Add Matt Lauer, host of NBC's "Today" show, to the list of celebrities who are taking a stand against plastic bags. According to the Business & Media Institute Web site, Lauer "pestered shoppers at a Manhattan grocery store for the last installment of the “Today Goes Green” series on January 25."
“Paper or plastic? Turns out the right answer should be neither,” Lauer said, adding that Americans dispose of 100 billion plastic bags every year. “And where does it all go? Everywhere. Just about every piece of plastic we’ve every used still exists, clogging up landfills, spilling over the landscape for washing out to sea.”“I’m on the prowl for victims, converts in our growing movement,” Lauer said while roaming the aisles of an upscale Food Emporium store in the Bridgemarket neighborhood of New York City. He stopped shoppers to ask questions like, “Do you have any idea how many plastic bags you accumulate in the average month?”
According to the report, Lauer was mostly encouraging shoppers to use reusable totes instead of paper or plastic. He told one that "If you think that we throw away a hundred billion plastic a year, it’s like taking 12 million barrels of oil and dumping it down the drain."

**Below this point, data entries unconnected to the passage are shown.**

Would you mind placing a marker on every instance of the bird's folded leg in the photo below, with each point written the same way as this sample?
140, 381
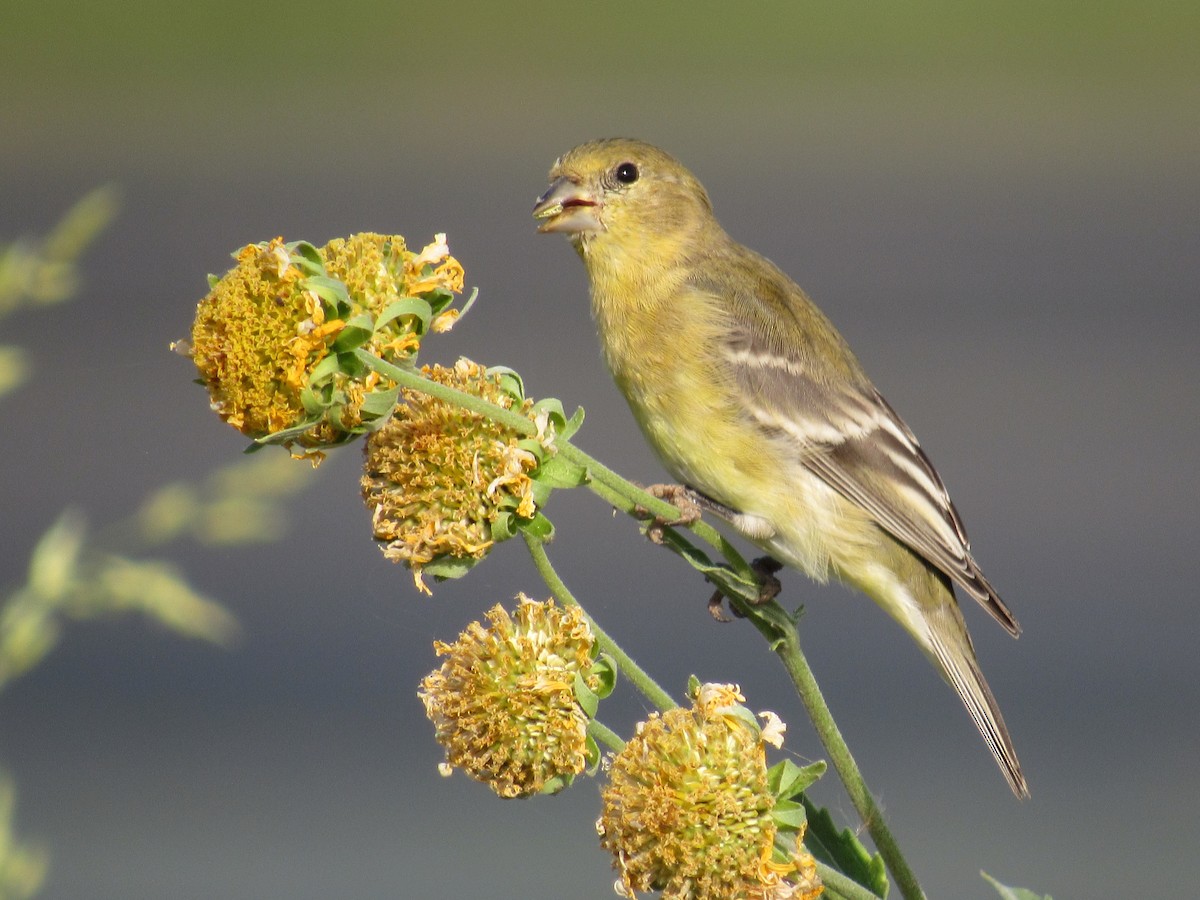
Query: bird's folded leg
765, 569
768, 585
690, 503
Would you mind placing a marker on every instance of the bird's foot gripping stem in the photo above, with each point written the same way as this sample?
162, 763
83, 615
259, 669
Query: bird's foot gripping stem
765, 568
689, 502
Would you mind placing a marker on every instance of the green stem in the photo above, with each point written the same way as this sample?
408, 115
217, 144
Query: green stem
781, 635
621, 492
784, 639
635, 673
841, 886
606, 736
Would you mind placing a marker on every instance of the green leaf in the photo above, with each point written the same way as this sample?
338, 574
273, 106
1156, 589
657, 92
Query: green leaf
510, 382
354, 334
559, 472
378, 405
315, 402
587, 699
718, 574
593, 756
295, 431
324, 370
605, 669
1008, 893
503, 527
787, 779
449, 567
790, 815
306, 257
538, 527
406, 306
556, 784
330, 291
844, 851
571, 425
438, 299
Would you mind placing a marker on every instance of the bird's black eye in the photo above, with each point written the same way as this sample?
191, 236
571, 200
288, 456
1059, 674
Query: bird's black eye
627, 173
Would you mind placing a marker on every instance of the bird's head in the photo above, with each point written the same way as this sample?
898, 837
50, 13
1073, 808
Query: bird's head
617, 191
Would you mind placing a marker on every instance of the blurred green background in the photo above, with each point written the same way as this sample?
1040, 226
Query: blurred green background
997, 204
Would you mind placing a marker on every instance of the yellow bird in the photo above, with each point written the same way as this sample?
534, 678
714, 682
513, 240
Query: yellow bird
753, 400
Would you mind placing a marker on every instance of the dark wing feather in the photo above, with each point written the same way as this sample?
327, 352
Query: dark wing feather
846, 433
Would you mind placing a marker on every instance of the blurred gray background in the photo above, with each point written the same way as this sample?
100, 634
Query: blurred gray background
996, 203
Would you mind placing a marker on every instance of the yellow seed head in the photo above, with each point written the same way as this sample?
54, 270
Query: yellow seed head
504, 705
688, 807
437, 477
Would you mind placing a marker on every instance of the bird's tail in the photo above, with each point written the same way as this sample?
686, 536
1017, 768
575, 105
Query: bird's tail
951, 648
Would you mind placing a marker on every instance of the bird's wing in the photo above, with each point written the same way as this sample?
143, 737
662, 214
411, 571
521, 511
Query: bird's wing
845, 432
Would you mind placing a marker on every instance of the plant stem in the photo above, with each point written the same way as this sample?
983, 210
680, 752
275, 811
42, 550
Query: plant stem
769, 618
635, 673
606, 736
841, 886
784, 639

The Business & Media Institute report -- the group says its mission is to "audit the media's coverage of the free enterprise system ... to bring balance to economic reporting and to promote fair portrayal of the business community in the media" -- notes that "...the United States imported more than 10 million barrels of crude oil per day in 2006. Even if Lauer's figure is accurate, plastic bags account for only 0.32 percent of the oil imported into the United States every year."
Much of the mainstream media clearly is embracing the "use less stuff" movement, which in large part seems to be a "use less plastics" movement. Are consumers following their lead? And how will it impact plastics product manufacturers?